Since 2008 I’ve curtailed my physical presence at protests, mostly because I’m old, at least for street marches. I’ve got scars, old broken bones which ache in the cold (i.e. sleeping on the lawn at Queen’s Park), a reconstructed left knee and a fair bit of PTSD. It adds up, and your life changes, and you make different choices. But I still care, and I still contribute to these causes, even if I’m not in the front lines anymore. Knowing that the G20 demonstrations in Toronto were going to be a complete clusterfuck I stayed away. I followed the Occupy movement with great interest, but aside from a visit to Occupy Toronto on November 11, 2011, I stayed away. I stayed away, but I never quit.

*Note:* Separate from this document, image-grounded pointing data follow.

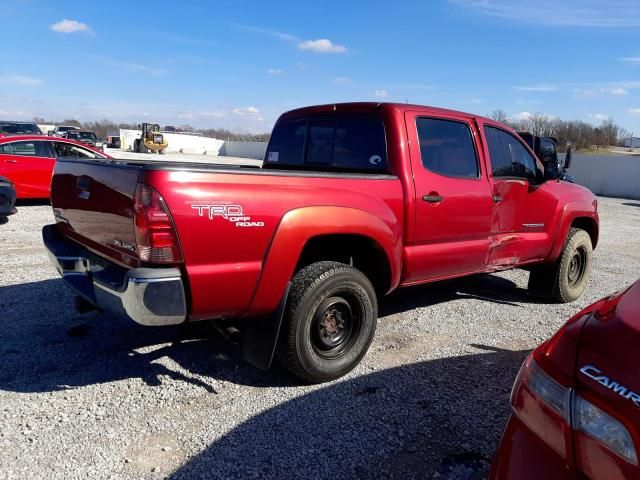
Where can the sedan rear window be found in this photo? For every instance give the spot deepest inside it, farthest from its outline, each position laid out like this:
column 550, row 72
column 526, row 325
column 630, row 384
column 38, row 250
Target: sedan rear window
column 342, row 143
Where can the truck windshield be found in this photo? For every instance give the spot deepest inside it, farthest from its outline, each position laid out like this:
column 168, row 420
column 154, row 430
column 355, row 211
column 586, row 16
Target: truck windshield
column 344, row 143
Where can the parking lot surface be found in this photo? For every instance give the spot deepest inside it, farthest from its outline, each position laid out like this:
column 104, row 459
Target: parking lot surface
column 94, row 396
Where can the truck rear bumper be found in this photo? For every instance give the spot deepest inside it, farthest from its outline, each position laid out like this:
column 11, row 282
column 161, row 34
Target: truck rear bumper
column 148, row 296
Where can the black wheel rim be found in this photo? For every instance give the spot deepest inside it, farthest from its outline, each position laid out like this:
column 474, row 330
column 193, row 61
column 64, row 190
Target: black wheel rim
column 577, row 266
column 335, row 326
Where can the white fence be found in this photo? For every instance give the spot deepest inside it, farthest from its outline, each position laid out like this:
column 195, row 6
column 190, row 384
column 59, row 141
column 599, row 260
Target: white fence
column 609, row 175
column 244, row 149
column 178, row 143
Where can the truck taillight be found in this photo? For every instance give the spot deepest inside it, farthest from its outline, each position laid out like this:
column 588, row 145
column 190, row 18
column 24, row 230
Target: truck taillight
column 156, row 237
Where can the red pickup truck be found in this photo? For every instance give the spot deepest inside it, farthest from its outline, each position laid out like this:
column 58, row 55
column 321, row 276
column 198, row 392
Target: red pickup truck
column 352, row 201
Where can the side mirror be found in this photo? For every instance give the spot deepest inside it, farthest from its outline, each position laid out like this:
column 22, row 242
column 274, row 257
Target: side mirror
column 567, row 158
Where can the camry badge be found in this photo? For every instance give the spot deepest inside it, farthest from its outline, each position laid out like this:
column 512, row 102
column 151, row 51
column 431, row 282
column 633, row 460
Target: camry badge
column 596, row 374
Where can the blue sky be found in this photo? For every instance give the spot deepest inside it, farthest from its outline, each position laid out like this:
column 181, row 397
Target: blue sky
column 239, row 64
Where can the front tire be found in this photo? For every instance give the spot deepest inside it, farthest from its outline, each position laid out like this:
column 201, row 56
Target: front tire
column 566, row 279
column 329, row 321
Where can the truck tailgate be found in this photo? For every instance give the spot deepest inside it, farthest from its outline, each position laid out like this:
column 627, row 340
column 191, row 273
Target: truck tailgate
column 93, row 203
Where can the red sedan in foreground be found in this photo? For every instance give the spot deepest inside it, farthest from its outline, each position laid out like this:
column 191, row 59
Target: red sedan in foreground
column 28, row 161
column 576, row 401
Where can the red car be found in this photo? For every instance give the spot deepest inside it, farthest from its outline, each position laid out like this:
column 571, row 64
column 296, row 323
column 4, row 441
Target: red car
column 352, row 202
column 576, row 401
column 28, row 161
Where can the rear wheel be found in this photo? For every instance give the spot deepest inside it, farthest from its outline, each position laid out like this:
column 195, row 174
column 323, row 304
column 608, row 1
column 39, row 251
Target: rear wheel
column 329, row 321
column 566, row 279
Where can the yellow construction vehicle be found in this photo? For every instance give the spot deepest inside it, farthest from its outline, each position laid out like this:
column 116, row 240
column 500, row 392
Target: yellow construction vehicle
column 151, row 139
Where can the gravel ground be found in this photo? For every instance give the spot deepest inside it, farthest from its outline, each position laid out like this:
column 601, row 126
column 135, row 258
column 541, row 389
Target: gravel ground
column 100, row 397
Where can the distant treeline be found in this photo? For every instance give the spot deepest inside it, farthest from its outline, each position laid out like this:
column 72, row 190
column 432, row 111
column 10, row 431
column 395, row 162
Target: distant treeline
column 102, row 128
column 577, row 133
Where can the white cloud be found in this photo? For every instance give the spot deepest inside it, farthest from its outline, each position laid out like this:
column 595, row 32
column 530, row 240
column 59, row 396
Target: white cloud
column 266, row 31
column 536, row 88
column 136, row 67
column 70, row 26
column 560, row 13
column 522, row 116
column 15, row 113
column 20, row 80
column 616, row 91
column 246, row 111
column 322, row 45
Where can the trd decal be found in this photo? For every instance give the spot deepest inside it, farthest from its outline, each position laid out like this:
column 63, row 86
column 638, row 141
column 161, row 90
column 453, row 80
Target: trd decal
column 231, row 213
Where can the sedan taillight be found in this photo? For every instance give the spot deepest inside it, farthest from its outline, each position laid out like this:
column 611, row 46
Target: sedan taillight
column 557, row 414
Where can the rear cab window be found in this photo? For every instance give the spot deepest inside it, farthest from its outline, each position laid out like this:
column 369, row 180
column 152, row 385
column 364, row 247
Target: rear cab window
column 25, row 148
column 342, row 143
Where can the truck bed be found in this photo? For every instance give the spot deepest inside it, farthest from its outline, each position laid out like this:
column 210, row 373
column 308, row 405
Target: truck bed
column 225, row 216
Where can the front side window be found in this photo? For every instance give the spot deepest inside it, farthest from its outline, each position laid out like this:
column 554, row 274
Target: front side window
column 509, row 158
column 548, row 151
column 333, row 143
column 62, row 149
column 19, row 148
column 446, row 148
column 19, row 128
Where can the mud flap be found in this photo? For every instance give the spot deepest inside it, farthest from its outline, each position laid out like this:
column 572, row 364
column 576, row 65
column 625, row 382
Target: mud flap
column 261, row 336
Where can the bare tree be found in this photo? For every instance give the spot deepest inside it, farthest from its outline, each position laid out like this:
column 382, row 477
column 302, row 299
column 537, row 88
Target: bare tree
column 499, row 116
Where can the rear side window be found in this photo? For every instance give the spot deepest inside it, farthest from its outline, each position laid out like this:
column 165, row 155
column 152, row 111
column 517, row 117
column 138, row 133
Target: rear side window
column 27, row 149
column 509, row 158
column 340, row 143
column 446, row 148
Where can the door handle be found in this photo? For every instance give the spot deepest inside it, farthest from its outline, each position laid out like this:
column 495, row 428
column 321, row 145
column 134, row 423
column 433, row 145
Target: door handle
column 432, row 198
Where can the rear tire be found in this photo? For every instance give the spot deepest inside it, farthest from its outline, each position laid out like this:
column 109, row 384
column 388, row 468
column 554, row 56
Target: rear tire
column 566, row 279
column 329, row 321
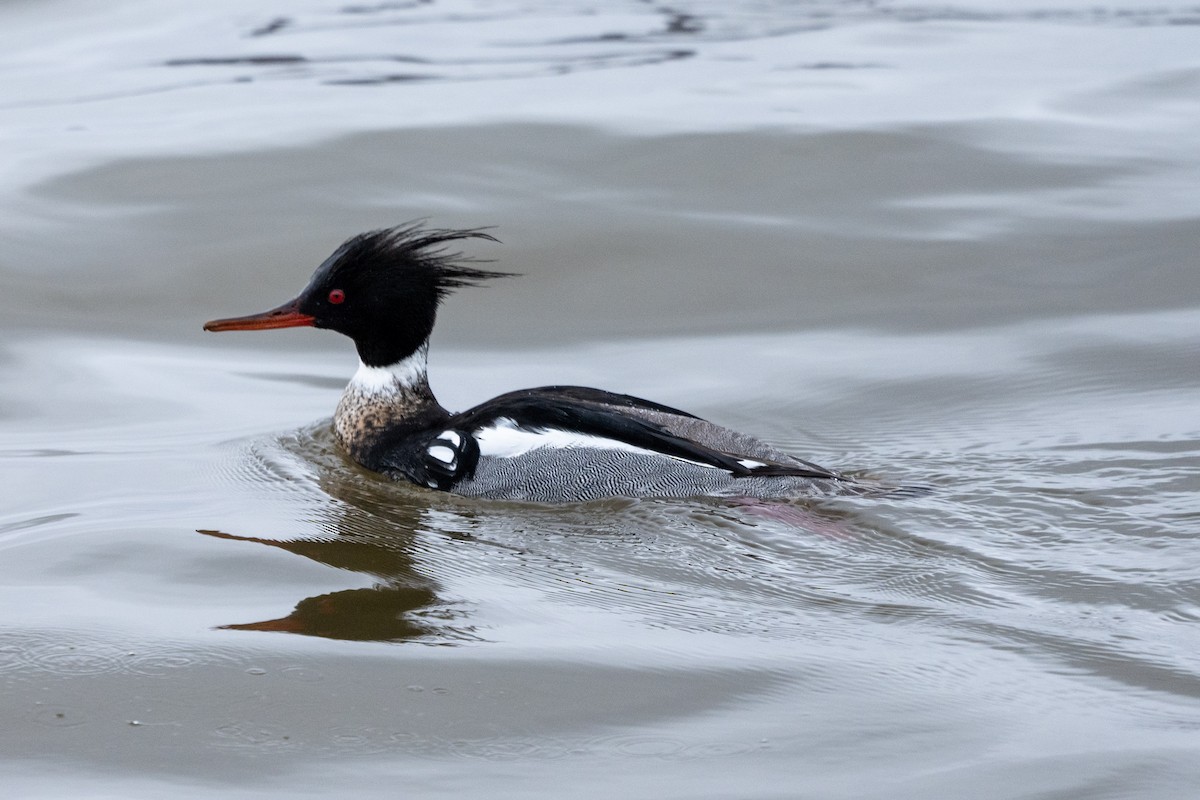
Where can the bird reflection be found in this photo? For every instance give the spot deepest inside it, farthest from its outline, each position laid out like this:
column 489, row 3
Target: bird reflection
column 371, row 530
column 390, row 611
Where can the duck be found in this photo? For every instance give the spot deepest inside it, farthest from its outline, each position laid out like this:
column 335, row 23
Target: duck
column 550, row 444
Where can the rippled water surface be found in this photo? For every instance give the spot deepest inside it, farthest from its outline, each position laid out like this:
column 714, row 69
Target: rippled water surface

Some days, I don’t know what the point of it all was. Other days I feel like those days are the proudest of my life. For seven years I was a full-time activist; for five years after that I’ve been trying to settle down and build a life for myself. Twelve years is a long time — more than a third of my entire life so far. I don’t know if that was worth it, all the aches and pains, the years I’m lagging behind my peers in terms of family and career, the emotional fallout and the nights — like last night — when the nightmares wake me up. But I think it’s safe to say that the person I am today would not exist without those years which started on April 20, 2001.
“He didn’t know what damn good it did to accumulate more and more experiences like that as you lived, so that you could forget them all when you died — unless somehow what mattered was doing something with them: the older you got, the wiser you grew, the more power you got within your hands.
Maybe that was what it meant. Doing something.”